Rudern Leipziger Triumphe: Ruderer Thiele und Wende holen zweimal Gold in Rio

Goldener Doppelschlag durch die Doppelvierer: Binnen zwölf Minuten haben die beiden DRV-Boote am ersten Finaltag der olympischen Ruder-Regatta die bisher enttäuschende deutsche Medaillenbilanz in Rio de Janeiro kräftig aufpoliert.

Beide Doppelvierer-Boote fuhren am Donnerstagnachmittag in Rio zu Gold.

Quelle: dpa

Rio/Leipzig. Zweifacher Medaillien-Triumph für Leipziger Ruderer am Donnerstag in Rio de Janiero. Sowohl der Doppelvierer der Frauen, in dem Annekatrin Thiele sitzt, als auch der Doppelvierer der Männer mit dem Messestädter Philipp Wende, gewannen am Nachmittag auf der Lagoa Rodrigo de Freitas Goldmedaillen.

„Gooold for Germany“, hallte es über die proppevollen Tribünen an der Lagoa Rodrigo de Freitas. Lauritz Schoof hörte es nicht mehr, er musste sich erst einmal übergeben. Doch der Rendsburger hatte als Erster die Kraft, reckte im Boot stehend die Siegerfaust in den Himmel, Karl Schulze (Berlin) riss das Ruder hoch, während Philipp Wende (Leipzig) und Hans Gruhne (Potsdam) ausgepumpt nach Luft rangen. Und an Land schossen Bundestrainer Alexander Schmidt die Tränen in die Augen. Vier Jahre nach dem Olympiasieg von London hatten Schoof, Schulze und Wende mit dem neuen Schlagmann Gruhne wieder zum goldenen Schlag ausgeholt. Und das nach einer chaotischen Saison mit „mehr Tiefs als Höhen“ (Gruhne). Es war die Überraschung von Rio, aber noch nicht das Ende. Als sich das Männer-Quartett frische Shirts für die Siegerehrung überzog, ruderte der Frauen-Doppelvierer zum Sieg. Doppel-Gold innerhalb von zwölf Minuten.

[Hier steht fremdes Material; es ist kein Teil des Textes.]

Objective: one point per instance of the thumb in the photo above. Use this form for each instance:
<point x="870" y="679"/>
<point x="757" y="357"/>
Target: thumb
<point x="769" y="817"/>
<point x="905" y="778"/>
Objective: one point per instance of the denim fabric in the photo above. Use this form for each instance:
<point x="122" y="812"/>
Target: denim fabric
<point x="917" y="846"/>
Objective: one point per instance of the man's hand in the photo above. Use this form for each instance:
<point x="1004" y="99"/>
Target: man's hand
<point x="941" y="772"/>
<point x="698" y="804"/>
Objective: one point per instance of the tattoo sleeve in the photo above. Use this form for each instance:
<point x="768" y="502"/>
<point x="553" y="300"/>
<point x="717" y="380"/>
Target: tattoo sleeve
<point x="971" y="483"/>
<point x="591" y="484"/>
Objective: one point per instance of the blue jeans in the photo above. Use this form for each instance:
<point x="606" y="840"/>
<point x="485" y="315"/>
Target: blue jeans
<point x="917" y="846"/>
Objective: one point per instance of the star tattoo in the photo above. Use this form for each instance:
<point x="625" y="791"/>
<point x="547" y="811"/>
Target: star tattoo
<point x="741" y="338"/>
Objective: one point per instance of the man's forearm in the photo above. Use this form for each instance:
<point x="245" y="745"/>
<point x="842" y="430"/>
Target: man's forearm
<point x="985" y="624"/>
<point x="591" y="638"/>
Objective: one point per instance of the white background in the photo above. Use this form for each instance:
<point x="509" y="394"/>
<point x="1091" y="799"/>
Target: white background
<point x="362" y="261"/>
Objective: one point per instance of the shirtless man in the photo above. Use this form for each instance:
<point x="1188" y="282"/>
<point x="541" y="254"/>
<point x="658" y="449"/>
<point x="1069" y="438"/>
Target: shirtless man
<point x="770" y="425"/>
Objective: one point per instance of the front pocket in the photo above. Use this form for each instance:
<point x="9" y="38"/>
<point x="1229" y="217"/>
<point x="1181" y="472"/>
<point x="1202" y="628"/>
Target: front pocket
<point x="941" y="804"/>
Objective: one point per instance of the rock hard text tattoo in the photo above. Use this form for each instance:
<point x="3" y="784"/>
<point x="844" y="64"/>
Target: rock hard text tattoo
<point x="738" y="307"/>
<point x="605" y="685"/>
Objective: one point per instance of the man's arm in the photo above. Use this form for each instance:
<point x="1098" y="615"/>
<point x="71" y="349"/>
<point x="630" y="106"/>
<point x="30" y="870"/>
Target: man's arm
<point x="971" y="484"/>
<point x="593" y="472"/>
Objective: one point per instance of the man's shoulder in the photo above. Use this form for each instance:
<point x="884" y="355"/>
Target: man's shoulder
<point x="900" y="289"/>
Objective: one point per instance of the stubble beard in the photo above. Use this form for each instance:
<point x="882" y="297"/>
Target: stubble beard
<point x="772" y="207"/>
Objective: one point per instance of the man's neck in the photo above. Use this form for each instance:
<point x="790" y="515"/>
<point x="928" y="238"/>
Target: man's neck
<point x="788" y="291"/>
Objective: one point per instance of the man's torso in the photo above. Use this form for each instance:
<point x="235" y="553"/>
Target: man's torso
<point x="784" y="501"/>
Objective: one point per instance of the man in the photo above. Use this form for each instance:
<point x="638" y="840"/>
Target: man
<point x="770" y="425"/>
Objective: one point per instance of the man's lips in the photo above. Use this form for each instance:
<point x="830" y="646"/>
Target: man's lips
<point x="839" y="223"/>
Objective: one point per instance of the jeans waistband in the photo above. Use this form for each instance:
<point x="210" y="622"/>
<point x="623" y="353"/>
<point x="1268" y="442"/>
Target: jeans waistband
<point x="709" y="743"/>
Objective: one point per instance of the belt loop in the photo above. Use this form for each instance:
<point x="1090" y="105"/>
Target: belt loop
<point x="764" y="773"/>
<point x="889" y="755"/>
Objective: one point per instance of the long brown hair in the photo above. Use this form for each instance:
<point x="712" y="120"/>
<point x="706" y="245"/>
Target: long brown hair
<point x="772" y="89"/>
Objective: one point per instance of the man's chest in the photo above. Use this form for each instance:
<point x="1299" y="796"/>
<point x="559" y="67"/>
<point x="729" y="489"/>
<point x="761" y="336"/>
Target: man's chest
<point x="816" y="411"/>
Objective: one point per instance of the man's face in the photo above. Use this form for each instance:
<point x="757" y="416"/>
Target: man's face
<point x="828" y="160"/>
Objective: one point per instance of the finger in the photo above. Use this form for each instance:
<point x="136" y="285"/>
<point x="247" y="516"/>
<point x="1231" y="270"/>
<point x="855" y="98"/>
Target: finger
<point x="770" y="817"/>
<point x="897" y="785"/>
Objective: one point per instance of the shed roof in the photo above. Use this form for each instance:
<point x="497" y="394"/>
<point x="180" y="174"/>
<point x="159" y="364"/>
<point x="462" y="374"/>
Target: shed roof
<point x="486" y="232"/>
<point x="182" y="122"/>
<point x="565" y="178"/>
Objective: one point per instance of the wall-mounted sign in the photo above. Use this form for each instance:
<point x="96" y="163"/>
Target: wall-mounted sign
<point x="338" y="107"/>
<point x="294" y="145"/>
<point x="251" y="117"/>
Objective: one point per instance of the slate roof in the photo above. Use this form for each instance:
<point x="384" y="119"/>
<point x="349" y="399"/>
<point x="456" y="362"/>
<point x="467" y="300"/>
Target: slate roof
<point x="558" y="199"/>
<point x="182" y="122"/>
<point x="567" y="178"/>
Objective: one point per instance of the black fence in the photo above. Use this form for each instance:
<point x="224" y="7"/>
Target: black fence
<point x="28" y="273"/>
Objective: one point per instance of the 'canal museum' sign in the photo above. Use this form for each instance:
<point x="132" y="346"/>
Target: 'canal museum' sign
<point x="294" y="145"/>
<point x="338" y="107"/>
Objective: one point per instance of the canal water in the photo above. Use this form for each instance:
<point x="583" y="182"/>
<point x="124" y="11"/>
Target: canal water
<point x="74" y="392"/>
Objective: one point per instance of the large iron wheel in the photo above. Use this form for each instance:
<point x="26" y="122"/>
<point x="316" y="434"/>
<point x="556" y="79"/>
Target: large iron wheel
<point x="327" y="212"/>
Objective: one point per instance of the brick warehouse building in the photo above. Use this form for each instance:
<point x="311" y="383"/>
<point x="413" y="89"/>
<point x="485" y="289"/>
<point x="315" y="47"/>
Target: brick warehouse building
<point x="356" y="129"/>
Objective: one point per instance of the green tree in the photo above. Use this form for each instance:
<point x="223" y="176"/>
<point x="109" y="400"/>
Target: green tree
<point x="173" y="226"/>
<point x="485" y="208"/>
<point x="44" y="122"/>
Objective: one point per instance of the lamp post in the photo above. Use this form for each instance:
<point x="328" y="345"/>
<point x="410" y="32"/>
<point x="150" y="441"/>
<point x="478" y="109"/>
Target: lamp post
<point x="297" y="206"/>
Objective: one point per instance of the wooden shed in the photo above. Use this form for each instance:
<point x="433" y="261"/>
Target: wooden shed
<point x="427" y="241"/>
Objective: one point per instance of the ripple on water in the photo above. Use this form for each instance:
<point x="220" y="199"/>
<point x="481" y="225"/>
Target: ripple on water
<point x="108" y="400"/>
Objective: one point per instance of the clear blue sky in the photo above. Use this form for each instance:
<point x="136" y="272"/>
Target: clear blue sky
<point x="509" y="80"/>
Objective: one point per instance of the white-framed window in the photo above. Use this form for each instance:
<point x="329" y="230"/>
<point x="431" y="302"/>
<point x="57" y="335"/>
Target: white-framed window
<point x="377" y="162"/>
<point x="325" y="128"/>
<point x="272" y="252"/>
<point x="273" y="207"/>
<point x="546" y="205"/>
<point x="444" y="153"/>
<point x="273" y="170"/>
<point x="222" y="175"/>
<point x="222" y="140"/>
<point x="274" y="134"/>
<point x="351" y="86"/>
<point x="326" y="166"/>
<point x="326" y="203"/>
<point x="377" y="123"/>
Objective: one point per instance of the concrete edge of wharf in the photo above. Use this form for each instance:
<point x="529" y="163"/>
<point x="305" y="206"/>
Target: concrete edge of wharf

Als das Männer-Quartett aus dem Boot kletterte, brüllte es seine Freude heraus. Schoof überlegte sogar kurz, in die mit Keimen kontaminierte Brühe zu springen. Gruhne empfand eine „unmenschliche Freude und Leere“. Die Entbehrungen, dass sie kaum zu Hause waren, sich in fünf Trainingslagern gequält hatten, all das ging ihm durch den Kopf. Auch das Auf und Ab, die Niederlagen, wie die beim Weltcup in Luzern. Und dann war da noch der Last-minute-Tausch des Schlagmanns gewesen. Tim Grohmann machte Platz für Gruhne. Der hatte sich im März übernommen, war übertrainiert. „Mein Körper wollte nicht mehr. Ich lag da nachts mit 100er-Puls im Bett und dachte, ich bin beim Joggen.“ Jetzt war er zurück.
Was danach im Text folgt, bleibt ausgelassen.